I do have some reflections. One is that I measure myself by comparison way more than I thought I did!

So, I could do a little walk down the hallway. Okay, it took me 50 steps and 5 - 10 minutes to do what normally would take 10 steps and a few seconds. But I felt like the hare compared to the tortoises. Then I would go back and nap for two hours after all my exertion! I couldn't talk on the phone or even sit up, and getting washed, when given the opportunity, was my big activity of the day.

Then, the 25-year-old checked in across the hall. She had this long dark wavy hair and operated command central. She sat up straight, had her laptop open to her left, while she talked on her cellphone. I heard her say that she still wasn't allowed solid food yet, so I figured that her surgery was even more recent than mine. One time, I noticed her hair wrapped in a towel; she had just washed it. It was a distant dream for me to be able to wash my hair, and there she was, with freshly washed hair! When she unwrapped it, it reminded me of the Breck girl ads (I'm showing my age). Time slowed and her hair just tossled down her back as she shook her head and I thought she was amazingly beautiful.

It hurt to laugh, or I would have laughed out loud at myself. First off, I had to acknowledge that 20 years does make a difference and I was forced to admit that, though I like to think I am still 25, I'm not.

Plus, here I was, in this stinky, yukky hospital ward, and thinking that this woman was golden. Because in comparison, I guess she was. And then realized that right now, this was my world, and she represented sort of the highest ideal in that context. Right then, I decided that I needed a bigger world! And, at the most basic level, probably should stop comparing myself and just set my own goals.

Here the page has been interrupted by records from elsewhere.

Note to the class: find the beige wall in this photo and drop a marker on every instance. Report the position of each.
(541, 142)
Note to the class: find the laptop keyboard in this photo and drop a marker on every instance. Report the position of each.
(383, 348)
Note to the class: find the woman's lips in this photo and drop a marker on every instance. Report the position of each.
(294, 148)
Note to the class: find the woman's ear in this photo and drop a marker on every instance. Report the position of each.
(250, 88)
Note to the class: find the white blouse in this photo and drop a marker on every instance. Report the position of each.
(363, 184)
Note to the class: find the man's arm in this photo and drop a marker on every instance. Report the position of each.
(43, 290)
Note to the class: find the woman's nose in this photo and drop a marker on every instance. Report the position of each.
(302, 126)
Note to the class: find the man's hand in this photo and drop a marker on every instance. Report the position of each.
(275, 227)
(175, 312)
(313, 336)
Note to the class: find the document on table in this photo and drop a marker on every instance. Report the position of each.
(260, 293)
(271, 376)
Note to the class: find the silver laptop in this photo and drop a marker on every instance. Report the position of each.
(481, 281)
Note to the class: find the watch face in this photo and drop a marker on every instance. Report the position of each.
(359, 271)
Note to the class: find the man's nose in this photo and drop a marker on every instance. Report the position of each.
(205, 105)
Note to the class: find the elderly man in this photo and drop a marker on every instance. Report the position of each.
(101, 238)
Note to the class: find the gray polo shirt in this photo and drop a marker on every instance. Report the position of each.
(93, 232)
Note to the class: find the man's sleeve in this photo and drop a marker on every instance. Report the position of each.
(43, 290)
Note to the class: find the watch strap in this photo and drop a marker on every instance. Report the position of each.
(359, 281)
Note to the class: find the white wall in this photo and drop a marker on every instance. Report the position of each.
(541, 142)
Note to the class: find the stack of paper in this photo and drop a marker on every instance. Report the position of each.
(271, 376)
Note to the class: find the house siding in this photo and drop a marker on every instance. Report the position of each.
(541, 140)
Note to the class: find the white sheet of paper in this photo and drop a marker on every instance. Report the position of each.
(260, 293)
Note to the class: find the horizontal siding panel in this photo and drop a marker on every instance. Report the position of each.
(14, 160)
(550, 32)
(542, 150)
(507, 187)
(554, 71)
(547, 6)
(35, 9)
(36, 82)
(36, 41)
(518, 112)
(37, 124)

So, when the doctors did their rounds, I started asking what I needed to do that day to get closer to getting home. I made those my new goals and I worked on that. I did the walking they suggested, ate what they told me to eat, etc. I set my goals based on that, and was feeling pretty good about myself.

Finally, when I was told that I looked good and could leave, I patted myself on the back for making progress. As the Universe has it, the doctors immediately went to my roommate, who I personally thought wasn't doing so well. She almost never got out of bed and mostly moaned alot. They told her that she could go home that day, too, if she wanted to. I was instantly deflated for a moment, until I realized that I was still comparing myself to others as a measure!!!! Always something to work on...

Again, you guys, thank you so much for your support, your listening, your positive energy, and your love. It carried me the whole way through this.

I have, I'm told, about six weeks of recovery. I haven't left the second floor of my house yet, but I will soon, and will take it from there.

Love, Marie

P.S. If you caught Oprah on Monday, Randy's original speech is MUCH better than the reprise he gave on Oprah. I think it is hard to do a "re-do" of something that has such emotional depth and content.

Friday, October 19, 2007

Thank you, and fun coincidence

Hi everyone,

I've been horrible at e-mail lately but have been reading everything. Thank you so much for all your positive energy and thoughts. It means the world to me and I am really riding on your strength here.

AND...Here is something weird. On the day of my diagnosis, I saw Randy Pausch's lecture (which I told you about). He told me today that he will be on Oprah on Monday (not sure in what capacity, maybe part of a broader topic?), which is when I am having my surgery. Isn't that wild?

Wishing you all a happy Friday and wonderful Head-of-the-Charles weekend.